The storm dumped six months' worth of rainfall in six days in southern Malawi, leaving a trail of destruction and severely damaged infrastructure as well as flooding farmland.
"Over 500,000 people have been affected," the United Nations Office for the Coordination of Humanitarian Affairs (OCHA) said in a report, adding that more than 183,100 people had been displaced.
Some 360 people have died in Malawi, according to the latest toll released late Friday, in a country of nearly 20 million people.
"We expect that the picture of damage and death will worsen as more areas become accessible over time," President Lazarus Chakwera, who is on a three-day visit to the affected areas, said.
The OCHA said that "the record-breaking weather system hit Malawi at the end of the rainy season when rivers and water bodies were already at high levels".
UN World Food Programme (WFP) country director Paul Turnbull said Friday it was clear that the country "will need significant support".
Many areas were rendered inaccessible, "restricting movement of assessment and humanitarian teams and life-saving supplies", he said.
"We are ramping up as quickly as we can under the circumstances," he added in a statement, vowing to assist around 130,000 people affected by the "tragic" situation.
So far, the government puts the number of displaced at more than 183,000, Chakwera has said, appealing for global aid to tackle the humanitarian needs.
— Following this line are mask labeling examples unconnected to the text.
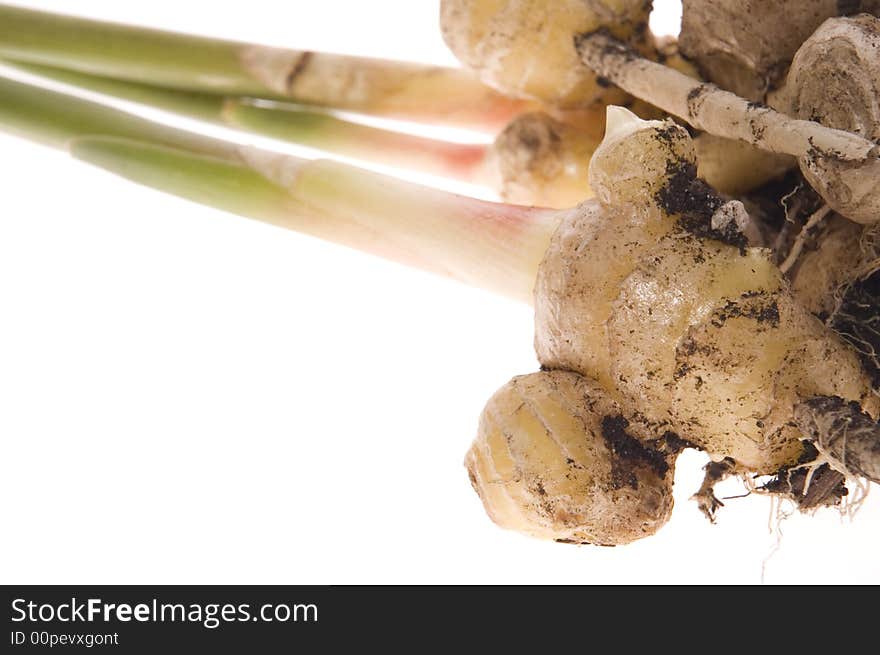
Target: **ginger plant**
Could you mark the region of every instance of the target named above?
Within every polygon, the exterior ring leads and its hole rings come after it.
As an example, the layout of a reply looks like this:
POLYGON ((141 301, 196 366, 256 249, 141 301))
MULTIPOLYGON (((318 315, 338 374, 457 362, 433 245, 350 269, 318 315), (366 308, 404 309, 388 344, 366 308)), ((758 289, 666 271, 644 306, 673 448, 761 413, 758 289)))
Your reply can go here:
POLYGON ((214 95, 494 131, 532 107, 455 68, 288 50, 0 5, 0 58, 214 95))
MULTIPOLYGON (((522 18, 521 12, 528 8, 527 4, 520 3, 515 10, 504 9, 502 13, 506 17, 502 22, 510 22, 514 14, 522 18)), ((674 43, 654 43, 644 29, 650 3, 625 2, 620 3, 620 7, 613 2, 605 4, 607 7, 596 3, 587 10, 586 22, 578 18, 580 10, 573 12, 571 7, 559 11, 558 7, 546 6, 541 11, 547 13, 546 24, 554 34, 560 32, 569 37, 587 25, 613 26, 622 21, 625 25, 615 33, 629 34, 650 56, 696 75, 677 54, 674 43)), ((474 5, 478 6, 479 3, 474 5)), ((444 15, 450 11, 444 9, 444 15)), ((458 15, 456 11, 452 14, 458 15)), ((488 88, 480 91, 480 85, 475 85, 474 79, 466 73, 447 69, 382 62, 384 72, 380 74, 377 62, 371 59, 322 53, 310 53, 306 57, 298 51, 279 51, 276 53, 279 67, 280 62, 300 61, 302 55, 301 59, 308 66, 320 64, 318 68, 324 75, 323 86, 314 81, 305 84, 307 93, 297 85, 300 83, 289 85, 281 93, 269 87, 257 88, 248 77, 253 71, 243 72, 240 66, 230 63, 235 57, 241 63, 246 59, 244 53, 274 52, 262 46, 3 6, 0 6, 0 18, 6 21, 5 28, 0 28, 0 57, 6 58, 7 66, 337 155, 480 184, 495 189, 503 200, 514 203, 564 208, 591 195, 587 170, 604 130, 603 103, 627 101, 642 115, 660 115, 655 108, 599 84, 591 72, 584 75, 570 38, 560 42, 558 61, 554 61, 558 66, 567 62, 574 71, 572 74, 584 77, 579 83, 581 91, 594 88, 597 101, 586 107, 580 106, 584 103, 559 106, 553 104, 553 99, 545 98, 542 111, 536 111, 538 103, 496 98, 488 88), (159 51, 175 54, 178 59, 172 61, 168 54, 153 57, 148 63, 143 60, 144 53, 159 51), (202 67, 200 63, 200 67, 195 68, 193 62, 209 59, 216 59, 212 67, 202 67), (197 74, 199 71, 201 75, 197 74), (207 73, 212 74, 211 84, 204 79, 207 73), (354 95, 359 99, 353 99, 348 86, 336 83, 343 78, 358 80, 359 90, 354 95), (397 81, 392 84, 392 80, 397 81), (438 85, 461 107, 467 107, 467 112, 450 110, 448 100, 437 104, 433 91, 425 92, 420 80, 438 85), (388 85, 394 88, 390 95, 388 85), (408 103, 405 107, 401 105, 404 102, 408 103), (565 108, 569 106, 578 108, 565 108), (489 146, 449 143, 343 120, 330 115, 328 110, 353 110, 450 125, 464 123, 493 133, 501 129, 489 146)), ((455 20, 461 18, 458 16, 455 20)), ((472 23, 477 19, 474 14, 467 20, 472 23)), ((526 25, 521 24, 519 31, 511 33, 514 48, 522 50, 523 56, 532 57, 535 65, 540 63, 541 70, 546 71, 548 57, 552 57, 546 48, 529 45, 533 35, 522 31, 526 25)), ((511 29, 513 26, 510 23, 511 29)), ((493 47, 503 45, 492 43, 493 47)), ((488 45, 481 48, 489 52, 488 45)), ((270 60, 274 61, 267 58, 266 62, 270 60)), ((505 59, 506 65, 515 65, 516 61, 520 59, 505 59)), ((307 66, 297 68, 297 79, 308 77, 308 70, 307 66)), ((261 76, 268 74, 264 71, 261 76)), ((748 190, 790 165, 787 160, 780 162, 756 156, 754 149, 708 134, 701 135, 697 144, 701 176, 727 193, 748 190)))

More than 300 emergency shelters have been set up for survivors, while the army and police continue searching for bodies.
The storm struck as Malawi was in the grip of its deadliest cholera outbreak, according to the World Health Organization.
There is "a risk that the ongoing cholera outbreak could worsen, with children being the most vulnerable to this crisis", UNICEF spokeswoman Fungma Fudong told AFP.
UNICEF noted that Cyclone Freddy has left more than 280,000 children in Malawi in urgent need of humanitarian assistance.
- 'No house, no food' -
Mervis Soko, a 29-year-old mother of three from Phalombe, one of the hardest-hit districts located 120 kilometres (75 miles) east of the commercial hub Blantyre, said the storm had plunged her family deeper into poverty.
"We are destitute, we have nothing. We are just people. All the crops have been washed away," she told AFP.
Loveness Makhala and her husband picked up iron sheets and bricks from the rubble of what used to be their house.
Just a month away from annual harvesting, she bemoans the loss of "everything -- potatoes and maize -- all gone".
"I can't imagine how we will get through the year with no house and no food," said the mother of four.
Neighbouring Zambia has stepped in to deliver relief kits and food, including hundreds of tents, blankets, mosquito nets, maize and beans, its Defence Minister Ambrose Lufuma said in a statement.
The cyclone first struck southern Africa in late February, hitting Madagascar and Mozambique, leaving Malawi unscathed.
The storm then moved back out over the Indian Ocean, where it drew more power from the warm waters before making a rare course reversal to slam into the mainland a second time.
In total, the storm has claimed 463 lives in three southern African countries, with 360 killed in Malawi, 86 in Mozambique and 17 in Madagascar.
The rains have eased since Wednesday but Freddy is still on track to become one of the world's longest tropical storms.